31 Jan Locking bias
The stock market experienced its largest single day decline of 2017 yesterday, and is continuing the same path once again today. This is helping improve mortgage bond pricing. However, bonds remain trapped beneath their 25 and 50 day moving averages. As we mentioned in yesterday’s update, bonds have not decisively been able to remain above their 50 DMA since early October 2016. This is clearly a strong ceiling of resistance that could very likely hold mortgage rates from making any meaningful improvements from this level. However, if bonds can muster the strength to make a break above this level, that would be an indicator of overwhelming strength in the bond market that could help mortgage interest rates in the near term.

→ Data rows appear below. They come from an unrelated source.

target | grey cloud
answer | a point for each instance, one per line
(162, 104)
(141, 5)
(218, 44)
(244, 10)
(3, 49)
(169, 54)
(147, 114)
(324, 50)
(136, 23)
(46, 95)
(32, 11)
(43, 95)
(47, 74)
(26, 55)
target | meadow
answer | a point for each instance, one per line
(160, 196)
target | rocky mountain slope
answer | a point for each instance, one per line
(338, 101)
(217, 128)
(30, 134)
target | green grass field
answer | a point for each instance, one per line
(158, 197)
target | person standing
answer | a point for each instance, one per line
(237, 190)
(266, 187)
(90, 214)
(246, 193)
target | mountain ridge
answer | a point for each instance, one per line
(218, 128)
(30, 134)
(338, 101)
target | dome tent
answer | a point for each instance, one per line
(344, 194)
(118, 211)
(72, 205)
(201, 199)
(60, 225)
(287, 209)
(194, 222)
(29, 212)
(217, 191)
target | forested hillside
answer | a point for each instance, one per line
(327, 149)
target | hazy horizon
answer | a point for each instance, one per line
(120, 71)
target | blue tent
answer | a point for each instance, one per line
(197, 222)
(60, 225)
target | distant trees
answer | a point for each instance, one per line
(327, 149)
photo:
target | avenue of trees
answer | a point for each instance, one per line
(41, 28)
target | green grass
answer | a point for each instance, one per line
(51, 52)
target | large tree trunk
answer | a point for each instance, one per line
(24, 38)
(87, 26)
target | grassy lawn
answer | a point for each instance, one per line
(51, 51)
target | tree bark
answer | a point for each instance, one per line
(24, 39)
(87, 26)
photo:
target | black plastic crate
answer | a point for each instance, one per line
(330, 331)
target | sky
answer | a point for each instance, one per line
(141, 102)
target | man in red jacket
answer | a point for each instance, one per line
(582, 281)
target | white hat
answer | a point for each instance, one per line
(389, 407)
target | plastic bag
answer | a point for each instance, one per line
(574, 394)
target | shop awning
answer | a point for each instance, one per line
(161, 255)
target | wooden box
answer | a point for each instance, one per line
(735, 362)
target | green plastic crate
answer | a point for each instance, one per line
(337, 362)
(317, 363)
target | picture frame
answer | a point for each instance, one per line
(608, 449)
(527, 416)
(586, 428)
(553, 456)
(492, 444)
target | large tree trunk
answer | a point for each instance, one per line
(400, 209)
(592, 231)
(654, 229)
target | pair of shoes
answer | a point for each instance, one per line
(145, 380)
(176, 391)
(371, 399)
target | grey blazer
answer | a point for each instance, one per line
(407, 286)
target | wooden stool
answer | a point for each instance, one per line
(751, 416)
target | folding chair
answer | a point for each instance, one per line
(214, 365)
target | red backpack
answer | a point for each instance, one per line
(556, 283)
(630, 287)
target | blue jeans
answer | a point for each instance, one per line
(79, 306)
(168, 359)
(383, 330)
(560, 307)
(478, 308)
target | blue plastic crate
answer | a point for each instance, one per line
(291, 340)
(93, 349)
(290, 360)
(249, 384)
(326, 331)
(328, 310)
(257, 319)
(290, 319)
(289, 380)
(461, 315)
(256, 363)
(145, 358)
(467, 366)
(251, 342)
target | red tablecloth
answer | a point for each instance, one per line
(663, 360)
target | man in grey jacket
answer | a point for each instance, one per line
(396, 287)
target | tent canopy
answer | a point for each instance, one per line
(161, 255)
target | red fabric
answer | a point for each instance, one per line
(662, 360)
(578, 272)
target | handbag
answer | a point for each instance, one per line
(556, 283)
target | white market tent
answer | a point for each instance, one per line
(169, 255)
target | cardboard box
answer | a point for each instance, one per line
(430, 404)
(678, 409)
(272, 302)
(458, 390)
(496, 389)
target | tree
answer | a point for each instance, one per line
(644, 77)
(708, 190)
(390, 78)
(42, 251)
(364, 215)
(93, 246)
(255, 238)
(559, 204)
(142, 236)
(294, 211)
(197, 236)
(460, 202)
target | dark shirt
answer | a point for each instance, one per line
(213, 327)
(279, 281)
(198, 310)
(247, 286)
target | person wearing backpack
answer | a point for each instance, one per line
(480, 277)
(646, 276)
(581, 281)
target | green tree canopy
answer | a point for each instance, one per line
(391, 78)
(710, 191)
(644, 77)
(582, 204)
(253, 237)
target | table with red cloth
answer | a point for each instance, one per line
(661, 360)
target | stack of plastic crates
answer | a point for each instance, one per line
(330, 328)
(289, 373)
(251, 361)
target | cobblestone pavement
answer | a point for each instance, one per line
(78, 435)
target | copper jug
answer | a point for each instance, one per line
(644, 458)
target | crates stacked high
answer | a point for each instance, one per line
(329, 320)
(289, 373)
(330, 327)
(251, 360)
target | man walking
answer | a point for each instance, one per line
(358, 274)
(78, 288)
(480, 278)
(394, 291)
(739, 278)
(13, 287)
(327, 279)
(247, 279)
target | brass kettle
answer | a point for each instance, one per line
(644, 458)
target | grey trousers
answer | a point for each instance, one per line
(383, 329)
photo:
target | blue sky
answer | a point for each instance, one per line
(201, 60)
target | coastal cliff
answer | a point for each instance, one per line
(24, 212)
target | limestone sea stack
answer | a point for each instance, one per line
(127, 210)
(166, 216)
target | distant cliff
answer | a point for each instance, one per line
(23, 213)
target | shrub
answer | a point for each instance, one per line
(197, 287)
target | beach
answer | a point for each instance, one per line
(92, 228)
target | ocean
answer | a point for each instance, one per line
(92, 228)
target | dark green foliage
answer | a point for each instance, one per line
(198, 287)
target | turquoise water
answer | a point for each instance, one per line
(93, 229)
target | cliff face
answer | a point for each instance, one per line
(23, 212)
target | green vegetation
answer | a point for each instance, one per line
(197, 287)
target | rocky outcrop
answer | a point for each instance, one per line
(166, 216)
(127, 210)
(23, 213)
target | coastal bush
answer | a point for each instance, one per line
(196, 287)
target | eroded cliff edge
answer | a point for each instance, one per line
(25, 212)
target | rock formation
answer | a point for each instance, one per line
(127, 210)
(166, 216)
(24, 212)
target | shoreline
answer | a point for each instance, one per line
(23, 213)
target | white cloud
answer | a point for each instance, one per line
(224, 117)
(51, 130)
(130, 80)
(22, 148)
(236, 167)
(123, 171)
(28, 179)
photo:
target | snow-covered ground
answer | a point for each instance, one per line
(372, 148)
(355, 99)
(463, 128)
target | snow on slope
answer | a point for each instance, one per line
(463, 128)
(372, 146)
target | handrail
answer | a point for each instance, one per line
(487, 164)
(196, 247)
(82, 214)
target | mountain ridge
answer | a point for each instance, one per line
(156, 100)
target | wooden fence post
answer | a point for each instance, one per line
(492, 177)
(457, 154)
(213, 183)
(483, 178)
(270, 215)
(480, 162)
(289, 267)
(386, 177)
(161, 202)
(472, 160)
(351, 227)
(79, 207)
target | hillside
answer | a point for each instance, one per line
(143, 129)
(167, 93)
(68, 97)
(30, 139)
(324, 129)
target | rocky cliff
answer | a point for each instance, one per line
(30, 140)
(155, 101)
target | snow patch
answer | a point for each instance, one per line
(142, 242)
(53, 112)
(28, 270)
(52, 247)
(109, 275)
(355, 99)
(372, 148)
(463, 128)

Back in the days when Alan Greenspan was the head of the Federal Reserve, the preferred gauge to measure consumer inflation was the Employment Cost Index. Although that is no longer the favorite, it tends to be viewed as a leading inflation indicator. Of course, in recent years this has shown very tame growth. Today, the Employment Cost Index was released for the 4th Quarter of 2016. It showed that private sector wages and salaries increased 0.5%, which was slightly below the market’s expectations. Year over year the index is up 2.2%, which is slightly below the prior report of 2.3%.
Although bonds are doing well so far this morning, they remain trapped beneath an important ceiling. Unless they can make a decisive break above this level, we will maintain our locking bias.